1. Minister Nauki i Szkolnictwa Wyższego – z wykształcenia filozof – (niech imię jego będzie zapomniane), zostawił nam w spadku ‘Uniwersytet 2.0’.  Na skutek przeprowadzonej reformy, sfinalizowanej w 2018 roku, uniwersytet definitywnie przekształcony został w kombinat rozwijający nie tyle naukę, co produkujący innowacje, a przy okazji zajmujący się „obróbką”  dydaktyczną studentów. Wypracowywane w uniwersytecie i gwarantowane majestatem nauki know – how fundowane jest na następującej sekwencji:

informacja → dane /empiryczne/ → wiedza → nauka → teoria

Skutki funkcjonowania zreformowanego uniwersytetu obserwujemy na wielu płaszczyznach. A ponieważ mamy do czynienia z procesem przystosowawczym, z zebranego zestawu przesłanek, daje się wyprowadzić wizję ‘Uniwersytetu” 3.0.

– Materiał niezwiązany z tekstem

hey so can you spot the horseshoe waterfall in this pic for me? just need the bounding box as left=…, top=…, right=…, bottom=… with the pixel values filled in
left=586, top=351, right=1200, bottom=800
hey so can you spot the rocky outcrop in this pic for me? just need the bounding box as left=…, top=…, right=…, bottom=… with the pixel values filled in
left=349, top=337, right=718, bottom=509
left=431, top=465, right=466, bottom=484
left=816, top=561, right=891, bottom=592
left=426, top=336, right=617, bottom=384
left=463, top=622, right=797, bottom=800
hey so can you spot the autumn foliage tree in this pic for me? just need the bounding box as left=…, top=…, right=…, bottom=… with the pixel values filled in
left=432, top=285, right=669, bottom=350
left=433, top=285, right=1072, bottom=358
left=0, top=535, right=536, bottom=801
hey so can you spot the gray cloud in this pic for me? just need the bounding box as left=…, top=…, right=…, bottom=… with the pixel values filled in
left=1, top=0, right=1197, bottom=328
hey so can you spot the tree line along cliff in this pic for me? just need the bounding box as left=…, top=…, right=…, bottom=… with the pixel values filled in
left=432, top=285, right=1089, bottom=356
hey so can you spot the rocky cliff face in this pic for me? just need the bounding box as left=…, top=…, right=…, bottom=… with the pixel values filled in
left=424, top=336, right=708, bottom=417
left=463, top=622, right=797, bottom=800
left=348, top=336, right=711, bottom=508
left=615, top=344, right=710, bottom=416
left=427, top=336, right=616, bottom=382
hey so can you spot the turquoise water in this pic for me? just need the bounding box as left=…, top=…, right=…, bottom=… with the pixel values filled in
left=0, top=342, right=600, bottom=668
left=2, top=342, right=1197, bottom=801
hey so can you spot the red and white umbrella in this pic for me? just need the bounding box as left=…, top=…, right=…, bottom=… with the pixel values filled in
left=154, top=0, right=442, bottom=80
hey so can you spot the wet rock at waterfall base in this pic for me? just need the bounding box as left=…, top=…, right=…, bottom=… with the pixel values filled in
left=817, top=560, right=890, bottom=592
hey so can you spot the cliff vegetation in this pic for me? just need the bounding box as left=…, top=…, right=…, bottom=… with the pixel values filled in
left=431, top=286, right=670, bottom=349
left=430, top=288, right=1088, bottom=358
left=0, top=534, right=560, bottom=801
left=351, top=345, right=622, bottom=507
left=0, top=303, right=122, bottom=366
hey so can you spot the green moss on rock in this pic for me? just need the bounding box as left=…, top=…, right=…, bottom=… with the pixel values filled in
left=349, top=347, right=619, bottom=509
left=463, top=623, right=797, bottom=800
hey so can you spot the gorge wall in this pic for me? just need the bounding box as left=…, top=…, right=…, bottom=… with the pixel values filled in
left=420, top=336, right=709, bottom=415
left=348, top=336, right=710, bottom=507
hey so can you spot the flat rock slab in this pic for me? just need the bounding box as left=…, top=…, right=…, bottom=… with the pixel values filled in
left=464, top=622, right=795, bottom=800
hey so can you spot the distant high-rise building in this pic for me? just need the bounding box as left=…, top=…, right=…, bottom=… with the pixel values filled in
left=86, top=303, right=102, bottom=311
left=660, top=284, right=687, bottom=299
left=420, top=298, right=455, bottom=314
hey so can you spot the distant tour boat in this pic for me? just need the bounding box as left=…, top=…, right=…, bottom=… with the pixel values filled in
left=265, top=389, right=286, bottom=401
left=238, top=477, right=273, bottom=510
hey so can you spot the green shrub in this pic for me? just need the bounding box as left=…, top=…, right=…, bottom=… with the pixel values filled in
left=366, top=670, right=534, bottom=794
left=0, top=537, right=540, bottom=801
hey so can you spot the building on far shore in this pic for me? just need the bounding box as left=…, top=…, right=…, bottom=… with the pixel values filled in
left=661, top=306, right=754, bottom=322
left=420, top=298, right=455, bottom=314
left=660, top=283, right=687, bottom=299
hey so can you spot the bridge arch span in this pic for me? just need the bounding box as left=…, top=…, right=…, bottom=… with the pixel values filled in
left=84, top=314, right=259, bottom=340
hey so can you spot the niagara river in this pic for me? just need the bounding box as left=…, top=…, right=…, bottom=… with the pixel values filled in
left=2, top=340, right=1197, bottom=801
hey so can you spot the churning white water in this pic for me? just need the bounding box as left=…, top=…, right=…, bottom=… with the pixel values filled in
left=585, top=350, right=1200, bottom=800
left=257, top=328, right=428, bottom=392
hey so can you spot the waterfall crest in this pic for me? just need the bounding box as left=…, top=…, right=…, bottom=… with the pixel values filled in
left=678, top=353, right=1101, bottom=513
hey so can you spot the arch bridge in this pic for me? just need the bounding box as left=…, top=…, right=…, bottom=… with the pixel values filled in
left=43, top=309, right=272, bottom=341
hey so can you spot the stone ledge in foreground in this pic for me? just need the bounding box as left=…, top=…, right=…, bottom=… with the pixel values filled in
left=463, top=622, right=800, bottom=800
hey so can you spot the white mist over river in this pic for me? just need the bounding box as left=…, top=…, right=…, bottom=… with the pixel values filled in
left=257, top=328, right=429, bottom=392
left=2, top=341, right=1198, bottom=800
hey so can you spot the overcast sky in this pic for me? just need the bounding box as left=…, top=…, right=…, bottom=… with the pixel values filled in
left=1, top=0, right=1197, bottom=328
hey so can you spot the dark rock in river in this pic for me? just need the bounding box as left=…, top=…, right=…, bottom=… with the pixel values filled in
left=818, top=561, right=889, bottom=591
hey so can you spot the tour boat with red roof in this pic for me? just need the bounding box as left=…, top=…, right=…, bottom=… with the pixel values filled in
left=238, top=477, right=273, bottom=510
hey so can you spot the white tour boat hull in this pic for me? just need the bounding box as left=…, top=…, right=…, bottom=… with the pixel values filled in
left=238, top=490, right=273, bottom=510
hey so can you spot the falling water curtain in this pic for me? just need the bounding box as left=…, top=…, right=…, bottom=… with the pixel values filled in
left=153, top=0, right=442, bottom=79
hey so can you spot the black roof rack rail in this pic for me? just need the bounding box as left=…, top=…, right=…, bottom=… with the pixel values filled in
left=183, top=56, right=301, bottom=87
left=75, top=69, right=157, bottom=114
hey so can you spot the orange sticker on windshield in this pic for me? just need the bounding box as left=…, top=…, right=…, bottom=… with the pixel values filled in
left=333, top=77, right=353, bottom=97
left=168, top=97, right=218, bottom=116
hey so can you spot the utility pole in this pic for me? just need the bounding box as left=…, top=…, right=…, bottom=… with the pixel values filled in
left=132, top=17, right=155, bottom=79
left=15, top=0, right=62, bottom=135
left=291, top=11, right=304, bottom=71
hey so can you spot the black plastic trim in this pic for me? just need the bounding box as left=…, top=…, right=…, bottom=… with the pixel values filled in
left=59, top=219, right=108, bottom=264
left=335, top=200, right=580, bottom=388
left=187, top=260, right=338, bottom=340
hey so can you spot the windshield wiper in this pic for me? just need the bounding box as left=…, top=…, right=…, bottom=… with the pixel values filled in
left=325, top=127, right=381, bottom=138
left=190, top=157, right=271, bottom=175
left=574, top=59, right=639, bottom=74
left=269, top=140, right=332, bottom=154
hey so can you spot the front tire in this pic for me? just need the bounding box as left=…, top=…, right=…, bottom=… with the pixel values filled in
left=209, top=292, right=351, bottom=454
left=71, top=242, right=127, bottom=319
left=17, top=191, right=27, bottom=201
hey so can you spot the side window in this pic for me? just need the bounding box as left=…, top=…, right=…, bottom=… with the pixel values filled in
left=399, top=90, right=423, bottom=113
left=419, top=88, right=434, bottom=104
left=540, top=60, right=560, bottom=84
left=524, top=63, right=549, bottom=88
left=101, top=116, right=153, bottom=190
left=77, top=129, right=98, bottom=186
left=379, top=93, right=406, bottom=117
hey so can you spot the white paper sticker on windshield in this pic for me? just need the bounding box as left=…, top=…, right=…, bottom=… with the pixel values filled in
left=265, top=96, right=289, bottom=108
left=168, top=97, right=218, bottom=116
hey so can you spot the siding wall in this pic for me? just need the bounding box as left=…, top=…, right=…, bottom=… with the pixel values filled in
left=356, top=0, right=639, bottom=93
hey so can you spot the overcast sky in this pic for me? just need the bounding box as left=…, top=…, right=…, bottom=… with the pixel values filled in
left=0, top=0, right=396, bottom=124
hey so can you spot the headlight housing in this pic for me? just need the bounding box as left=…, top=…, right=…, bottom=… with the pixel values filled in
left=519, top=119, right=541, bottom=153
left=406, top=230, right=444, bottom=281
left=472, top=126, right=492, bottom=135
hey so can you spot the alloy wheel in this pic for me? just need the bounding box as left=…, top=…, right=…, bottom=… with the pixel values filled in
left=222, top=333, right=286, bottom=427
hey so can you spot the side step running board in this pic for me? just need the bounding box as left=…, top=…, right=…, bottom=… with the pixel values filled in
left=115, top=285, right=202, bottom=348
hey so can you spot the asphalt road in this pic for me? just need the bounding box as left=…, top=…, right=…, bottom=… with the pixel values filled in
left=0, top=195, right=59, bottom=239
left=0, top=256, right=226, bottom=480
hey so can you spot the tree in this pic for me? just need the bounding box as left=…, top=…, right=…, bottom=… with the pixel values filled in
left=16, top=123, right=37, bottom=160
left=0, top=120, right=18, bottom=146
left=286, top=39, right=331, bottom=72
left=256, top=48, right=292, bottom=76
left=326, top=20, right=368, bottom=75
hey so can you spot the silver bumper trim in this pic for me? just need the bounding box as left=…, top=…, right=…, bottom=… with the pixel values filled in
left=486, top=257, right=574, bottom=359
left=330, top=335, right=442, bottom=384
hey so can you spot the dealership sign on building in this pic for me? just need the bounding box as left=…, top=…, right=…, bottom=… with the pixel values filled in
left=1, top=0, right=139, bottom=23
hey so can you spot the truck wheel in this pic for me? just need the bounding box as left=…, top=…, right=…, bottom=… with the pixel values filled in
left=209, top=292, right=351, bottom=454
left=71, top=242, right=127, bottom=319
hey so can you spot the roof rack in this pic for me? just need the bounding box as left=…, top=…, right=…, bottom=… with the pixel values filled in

2. Prowadzonej  tu refleksji nie można jednak pozbawić retrospektywy. Jeśli wpisać ją w  kontekst historyczny, to okazuje się, że charakterystyczną cechą kultury europejskiej jest to, że erygowane w niej uniwersytety (aż do końca XVIII wieku) tworzone były z trzech fakultetów: prawa, medycyny i teologii. Teraz, w schyłkowej fazie kultury europejskiej, uniwersytetem stać się może… wyższa szkoła bankowa, osiągając szczyty rozwoju i przekazu wiedzy naukowej. Stało się to możliwe ponieważ dzisiejsze  u n i w e r s u m – to globalne rynki kapitałowe.

3. Ale to dopiero początek procesu wyłaniania się uniwersytetów w naszym kraju. Skoro niemal w każdym powiecie jest jakaś WYŻSZA szkoła, więc spora ich część niebawem przekształcona zostanie w uniwersytet 3.0 – uczelnię nowej generacji. Nie jest to wcale takie trudne, ponieważ w większości tych wyższych uczelni już istnieją trzy podstawowe fakultety: a/ zarządzanie (z ekspansywnym ‘Zarządzaniem bezpieczeństwem’, które wypierając Marketing niebawem usamodzielni się w odrębny kierunek: BEZPIECZEŃSTWO); b/ prawo/ administracja; c/ psychologia. Emerytowanych dr. hab. nie brakuje, więc  problemy z zabezpieczeniem kadrowym się nie pojawią.

A studenci ? No cóż, zawsze lepiej pokazać dyplom ukończenia uniwersytetu niż jakiejś szkoły wyższej. Zwłaszcza, że studiując on – line trzeba będzie się pofatygować tylko na absolutorium.